What you are comparing is 12 mpxl images which were derived in different ways, one of the ways giving one image an unfair advantage over the other by masking the faults in it's recording process. See our digitisation equipment does not detect colour. Both your scanner and your camera record only the lightness of each individual point, but they do so through a red green and blue filter. These filters then are used to derive a colour picture where each pixel is made up of a red green and blue value.
Film does not work like this. Any given point on the medium has a full colour range as that point can be dyed with any combination of dyes. Your digital camera on the other hand has 3 million blue pixels, 3 million red pixels, and 6 million green pixels. Interpolation is then used to derive 12 million full colour pixels, it's not perfect but it actually works quite well. This however relies on any given point source of light falling across a group of 4 pixels in order to derive colour, which is done by a layer of bifringent glass on the sensor called the Anti-Aliasing filter (or low pass filter since it has a coating that also blocks IR).
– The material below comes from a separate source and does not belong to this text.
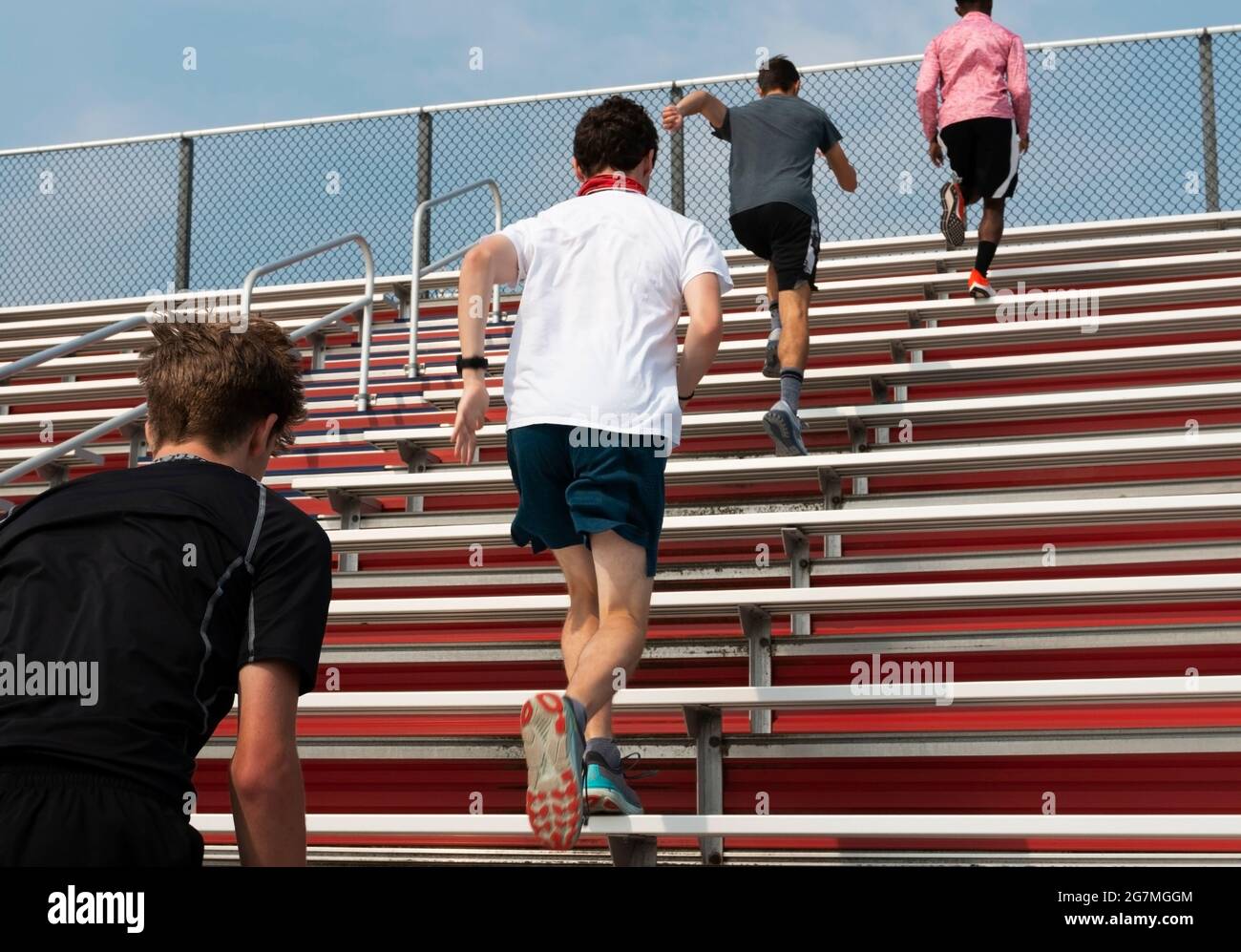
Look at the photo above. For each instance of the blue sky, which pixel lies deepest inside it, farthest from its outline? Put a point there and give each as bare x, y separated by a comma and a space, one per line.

Effectively for a sensor to work you need to blur the image then sharpen it.
This is true of scanners too yet their implementation differs. Where you're falling short in your fruity comparison is that by resizing the picture that was recorded you effectively sharpen these slight nuances, much the same as reducing a 12 mpxl DSLR to a 4 mpxl DSLR effectively doubles its sharpness.
But it's not only the film itself that you're now putting at an advantage, but also the recording system. Medium format has larger glass physically and thus very different lens characteristics such as less diffraction. By downsampling the image or scanning it only at 12 mpxl you're also giving the lens on your medium format camera an unfair advantage over the film lens.
Either way you're never going to have an apples to apples comparison of film vs digital. Although you could get close by comparing a film shot by cropping the appropriate area, scanning at high resolution, and rescaling it to be the same sized as an image from a camera equipped with a foveon sensor, using the same lens.